The power structure of the Reagan years — repressive, phobic, money-loving, indifferent to the mounting horrors of AIDS — offered artists and activists something to beat their fists against, and whatever might have inspired these renewed reflections, their rebellions now seem very much worth revisiting.
—Ginia Bellafante, “Lessons on Rebelling, From the 1980s,” New York Times, 12/04/2016
One place to see the activist art of the 1980s is Gallery 98, where online exhibitions have highlighted the agitprop work of artists’ groups like COLAB and Guerrilla Girls. A quick scroll through Gallery 98’s inventory reacquaints us with historic exhibitions like the “Real Estate Show,” “Artists against Nuclear Madness,” and “Internationalist Art”; coalitions like Art against Apartheid; and in-your-face pieces by Jane Dickson, Mike Glier, Jenny Holzer, Alan W. Moore, and many others.
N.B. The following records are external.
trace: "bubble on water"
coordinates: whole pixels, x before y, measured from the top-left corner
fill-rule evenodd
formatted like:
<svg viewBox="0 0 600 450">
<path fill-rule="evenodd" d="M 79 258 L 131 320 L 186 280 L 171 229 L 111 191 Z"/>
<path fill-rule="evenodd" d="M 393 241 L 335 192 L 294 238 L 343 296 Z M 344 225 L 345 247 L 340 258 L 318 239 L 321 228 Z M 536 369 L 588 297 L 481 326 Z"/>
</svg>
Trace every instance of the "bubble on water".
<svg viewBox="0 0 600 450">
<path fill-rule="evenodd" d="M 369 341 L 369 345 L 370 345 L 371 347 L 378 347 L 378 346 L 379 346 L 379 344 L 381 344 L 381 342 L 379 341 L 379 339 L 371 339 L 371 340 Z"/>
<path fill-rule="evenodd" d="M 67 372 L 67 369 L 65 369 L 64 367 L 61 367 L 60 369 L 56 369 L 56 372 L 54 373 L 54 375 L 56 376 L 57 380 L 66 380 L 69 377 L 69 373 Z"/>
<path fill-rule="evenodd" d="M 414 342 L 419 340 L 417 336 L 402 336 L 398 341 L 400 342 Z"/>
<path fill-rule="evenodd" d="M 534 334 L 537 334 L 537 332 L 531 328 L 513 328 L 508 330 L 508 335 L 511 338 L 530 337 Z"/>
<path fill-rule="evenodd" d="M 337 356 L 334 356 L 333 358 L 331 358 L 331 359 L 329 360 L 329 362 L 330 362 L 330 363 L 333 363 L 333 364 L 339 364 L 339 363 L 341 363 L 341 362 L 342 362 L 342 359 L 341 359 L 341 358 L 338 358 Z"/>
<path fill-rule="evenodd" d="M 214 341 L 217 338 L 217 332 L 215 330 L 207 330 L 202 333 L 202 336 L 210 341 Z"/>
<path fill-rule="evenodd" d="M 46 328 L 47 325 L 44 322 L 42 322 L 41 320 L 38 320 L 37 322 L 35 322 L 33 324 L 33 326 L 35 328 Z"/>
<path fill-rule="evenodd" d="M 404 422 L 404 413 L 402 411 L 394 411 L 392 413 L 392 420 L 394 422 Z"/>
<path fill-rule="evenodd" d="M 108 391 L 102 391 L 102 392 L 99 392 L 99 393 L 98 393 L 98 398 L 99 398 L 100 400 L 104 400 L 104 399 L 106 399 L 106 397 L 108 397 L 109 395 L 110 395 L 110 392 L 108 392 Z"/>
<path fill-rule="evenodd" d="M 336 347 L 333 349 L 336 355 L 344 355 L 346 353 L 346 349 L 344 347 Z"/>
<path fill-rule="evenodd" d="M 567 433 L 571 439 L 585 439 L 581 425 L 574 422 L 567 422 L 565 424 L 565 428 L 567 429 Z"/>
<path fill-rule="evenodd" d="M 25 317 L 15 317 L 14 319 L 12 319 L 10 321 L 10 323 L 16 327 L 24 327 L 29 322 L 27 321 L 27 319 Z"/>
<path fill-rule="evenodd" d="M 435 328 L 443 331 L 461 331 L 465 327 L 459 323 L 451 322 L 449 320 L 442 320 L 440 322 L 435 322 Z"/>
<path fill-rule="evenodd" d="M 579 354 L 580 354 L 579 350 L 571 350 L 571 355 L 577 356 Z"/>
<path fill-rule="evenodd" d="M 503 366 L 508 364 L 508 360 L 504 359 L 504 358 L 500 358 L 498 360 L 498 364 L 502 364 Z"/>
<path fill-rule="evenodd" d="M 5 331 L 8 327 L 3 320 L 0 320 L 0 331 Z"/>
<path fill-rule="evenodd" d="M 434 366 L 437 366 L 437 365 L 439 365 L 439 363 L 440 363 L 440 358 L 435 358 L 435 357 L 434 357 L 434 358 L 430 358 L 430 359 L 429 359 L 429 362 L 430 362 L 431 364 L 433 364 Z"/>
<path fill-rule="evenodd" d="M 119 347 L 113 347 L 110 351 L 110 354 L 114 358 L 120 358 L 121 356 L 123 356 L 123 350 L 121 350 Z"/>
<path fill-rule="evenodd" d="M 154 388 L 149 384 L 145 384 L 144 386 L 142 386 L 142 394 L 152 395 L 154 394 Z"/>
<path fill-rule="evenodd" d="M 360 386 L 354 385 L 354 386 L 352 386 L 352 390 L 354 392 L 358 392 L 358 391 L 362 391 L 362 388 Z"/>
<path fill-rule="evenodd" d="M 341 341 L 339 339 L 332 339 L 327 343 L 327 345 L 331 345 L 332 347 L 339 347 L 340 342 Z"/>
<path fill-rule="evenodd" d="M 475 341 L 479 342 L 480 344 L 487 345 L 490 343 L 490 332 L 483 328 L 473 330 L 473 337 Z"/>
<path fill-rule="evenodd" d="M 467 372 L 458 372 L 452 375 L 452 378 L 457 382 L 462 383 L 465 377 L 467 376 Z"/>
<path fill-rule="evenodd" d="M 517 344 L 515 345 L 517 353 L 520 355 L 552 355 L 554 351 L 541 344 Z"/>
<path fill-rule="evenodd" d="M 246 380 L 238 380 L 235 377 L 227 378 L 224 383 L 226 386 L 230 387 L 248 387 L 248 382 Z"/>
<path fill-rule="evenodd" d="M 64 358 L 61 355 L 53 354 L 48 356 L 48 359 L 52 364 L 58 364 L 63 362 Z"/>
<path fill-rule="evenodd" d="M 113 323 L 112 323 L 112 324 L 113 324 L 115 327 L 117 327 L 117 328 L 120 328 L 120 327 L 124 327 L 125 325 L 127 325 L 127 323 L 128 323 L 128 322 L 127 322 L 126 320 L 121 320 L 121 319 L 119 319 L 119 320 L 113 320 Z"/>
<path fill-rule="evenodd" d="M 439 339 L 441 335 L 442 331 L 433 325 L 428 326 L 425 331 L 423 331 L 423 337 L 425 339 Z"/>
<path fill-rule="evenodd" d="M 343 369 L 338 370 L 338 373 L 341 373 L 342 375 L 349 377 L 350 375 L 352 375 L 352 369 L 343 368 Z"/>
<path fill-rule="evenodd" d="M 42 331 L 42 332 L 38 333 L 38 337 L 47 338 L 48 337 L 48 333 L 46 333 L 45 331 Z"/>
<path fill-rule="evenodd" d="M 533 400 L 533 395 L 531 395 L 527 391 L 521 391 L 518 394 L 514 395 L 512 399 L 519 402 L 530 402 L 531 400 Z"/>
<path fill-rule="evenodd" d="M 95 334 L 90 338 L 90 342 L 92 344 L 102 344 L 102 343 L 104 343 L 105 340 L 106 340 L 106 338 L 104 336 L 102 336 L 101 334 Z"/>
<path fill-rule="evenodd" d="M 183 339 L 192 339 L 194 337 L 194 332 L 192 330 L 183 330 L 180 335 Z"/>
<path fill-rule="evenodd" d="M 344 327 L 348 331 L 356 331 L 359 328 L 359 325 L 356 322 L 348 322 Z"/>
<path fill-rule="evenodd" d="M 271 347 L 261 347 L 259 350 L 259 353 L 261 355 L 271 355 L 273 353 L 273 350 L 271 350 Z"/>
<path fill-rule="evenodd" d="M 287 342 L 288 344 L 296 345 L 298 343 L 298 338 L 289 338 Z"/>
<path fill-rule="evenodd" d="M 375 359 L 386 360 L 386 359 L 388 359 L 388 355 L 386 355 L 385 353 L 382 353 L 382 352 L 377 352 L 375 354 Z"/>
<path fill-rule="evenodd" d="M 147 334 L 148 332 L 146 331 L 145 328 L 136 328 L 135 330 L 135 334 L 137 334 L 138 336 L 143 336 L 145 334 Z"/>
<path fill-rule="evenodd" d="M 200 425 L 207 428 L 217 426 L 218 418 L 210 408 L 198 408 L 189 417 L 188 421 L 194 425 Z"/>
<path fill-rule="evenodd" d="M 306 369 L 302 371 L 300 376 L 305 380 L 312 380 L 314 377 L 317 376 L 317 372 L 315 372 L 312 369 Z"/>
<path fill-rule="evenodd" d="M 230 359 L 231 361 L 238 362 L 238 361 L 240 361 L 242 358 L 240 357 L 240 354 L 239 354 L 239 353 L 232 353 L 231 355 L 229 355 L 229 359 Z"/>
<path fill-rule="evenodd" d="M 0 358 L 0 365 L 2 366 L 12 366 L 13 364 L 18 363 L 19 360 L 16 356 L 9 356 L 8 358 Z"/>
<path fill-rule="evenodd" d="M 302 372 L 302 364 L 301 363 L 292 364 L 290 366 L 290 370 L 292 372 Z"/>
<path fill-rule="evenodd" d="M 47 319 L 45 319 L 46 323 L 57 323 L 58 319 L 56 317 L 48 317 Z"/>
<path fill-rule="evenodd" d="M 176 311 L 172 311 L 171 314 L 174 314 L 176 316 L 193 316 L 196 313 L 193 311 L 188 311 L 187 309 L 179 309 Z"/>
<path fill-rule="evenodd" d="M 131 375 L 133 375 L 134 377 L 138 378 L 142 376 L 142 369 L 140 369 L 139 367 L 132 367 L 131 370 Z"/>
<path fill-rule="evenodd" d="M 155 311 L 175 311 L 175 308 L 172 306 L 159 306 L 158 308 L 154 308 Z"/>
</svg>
Of special note is our current exhibition, “Andrew Castrucci and Bullet Space: An Art Squat in the 1980s and ’90s.” We have previously described the street poster project and artists’ book Your House Is Mine (1988/1992), assembled at Bullet Space by Castrucci and collaborators. The exhibition also features posters from A&P, the Alphabet City gallery that Castrucci and his brother Paul operated before Bullet Space. There, exhibitions often showcased raw anger directed at President Reagan and other powerful villains. Looking back now, one finds dramatic irony in Castrucci’s targeting of Donald Trump, then known merely as a greedy show-off real estate tycoon. Castrucci’s portraits of Trump were the signature image of A&P’s exhibition “Fresh Fruit for Rotten Vegetables,” appearing on a poster and a postcard announcement as well as in the gallery’s storefront window.